Representatives of the firm, and another that was under consideration, met with senior CWRU administrators in August and September to begin forming a proposal for the new master planning process.
The firms gave formal presentations last month to the Board of Trustees' Facilities and Grounds Committee, which unanimously supported the selection of Ayers/Saint/Gross for this project.
"I was especially pleased with their approach to campus planning, which they view as a strategic exercise," said President David Auston. "I look forward to the results of their work."
Kenneth Kutina, vice president for institutional planning, is working with the firm to formalize a contract and address the timing, scope, processes, and technical concerns related to developing the new master plan.
"It's a very exciting process, and I think it is enormously important to the future of the University," Kutina said.
Planners will consult all key University constituencies for input while developing the new plan, Kutina said. The process also will involve neighboring institutions, and will coordinate with the planning activities which University Circle Inc. is pursuing.
Detailed planning will begin in early 2000, after the contract is in place, according to Kutina. The process should conclude in early 2001 with the presentation of a new master planning document to the Board of Trustees for review and approval.

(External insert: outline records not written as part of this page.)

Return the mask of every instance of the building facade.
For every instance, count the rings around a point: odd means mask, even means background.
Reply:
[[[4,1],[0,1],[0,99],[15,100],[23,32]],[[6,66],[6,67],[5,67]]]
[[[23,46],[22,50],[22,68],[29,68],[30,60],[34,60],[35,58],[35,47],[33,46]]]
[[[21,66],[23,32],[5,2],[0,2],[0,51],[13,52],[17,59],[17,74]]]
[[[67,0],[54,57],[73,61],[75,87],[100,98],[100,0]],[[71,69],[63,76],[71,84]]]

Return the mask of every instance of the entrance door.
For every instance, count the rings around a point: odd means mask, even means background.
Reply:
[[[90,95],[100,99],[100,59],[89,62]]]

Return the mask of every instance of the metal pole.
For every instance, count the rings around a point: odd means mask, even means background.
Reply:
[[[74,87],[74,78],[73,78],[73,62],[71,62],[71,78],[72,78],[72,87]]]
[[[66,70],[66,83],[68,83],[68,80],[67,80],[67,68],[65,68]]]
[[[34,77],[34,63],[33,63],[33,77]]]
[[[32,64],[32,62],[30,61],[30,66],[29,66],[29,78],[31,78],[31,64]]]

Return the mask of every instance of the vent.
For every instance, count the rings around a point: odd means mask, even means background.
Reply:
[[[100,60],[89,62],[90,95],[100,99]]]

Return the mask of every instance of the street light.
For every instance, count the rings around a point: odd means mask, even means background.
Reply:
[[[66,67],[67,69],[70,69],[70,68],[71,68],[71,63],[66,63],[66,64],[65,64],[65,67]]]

The master plan will examine issues such as improving safe and pedestrian-friendly links across campus; identifying opportunities to acquire new land for expansion space, and developing priorities and strategies to guide this growth; creating "college town" activities (run either by the University or private companies); considering sites for new academic, student life, and support service facilities, including parking garages; and developing guidelines for future buildings and landscaping.
The firm suggested the design and landscaping guidelines. Many institutions use these guidelines to help identify preferred materials, building heights, and lighting schemes, Kutina said. They offer "some basic guidelines which would help ensure compatibility in new buildings and renovations."
Such guidelines "would be useful to have as we mature as a unified University," he added.
Ayers/Saint/Gross has worked on a variety of student facilities -- from athletics to residence halls -- at other colleges and universities. This experience will be helpful as the firm becomes involved with CWRU's discussions about enhancements to, or a replacement of, the Thwing Student Center.
"We're asking them to look at the student center and focus on that early on as a priority," Auston said.
Among issues to be addressed include the types and amounts of spaces that should be available in a student center here, where an expansion or new facility could be located, and how the new facility will relate to "the existing surroundings and the rest of campus," Kutina said.
CWRU adopted its last master plan in 1988. This document has played an important role in the University's physical development since then, through such ways as the constructing numerous new buildings, developing a pedestrian "spine" on campus (with the Turning Point sculpture at the Heart of the Campus as its midpoint), and increasing green spaces.
"I think the University has matured a great deal in the last 10-15 years, in terms of our programs, research, student body, and future opportunities," Kutina said. "We need that to reflect in the new master plan."
During this important and complex process, CWRU will be in experienced hands with Ayers/Saint/Gross.
The firm is "clearly one of the best-known firms nationally in campus master planning," Kutina said. "They only do college and University work."
This tight focus can be helpful because "we're different in general from commercial or industrial or housing developers," he added. "There's a different culture in the architecture for colleges and universities."
The 50-member firm has worked with more than 30 colleges and universities nationally through its three divisions -- campus planning, academic buildings, and student life facilities.
Among these institutions are Emory University, the University of Virginia, University of North Carolina at Chapel Hill, and George Washington University.
The firm recently signed on to help Carnegie Mellon and Johns Hopkins Universities develop master plans, Kutina said.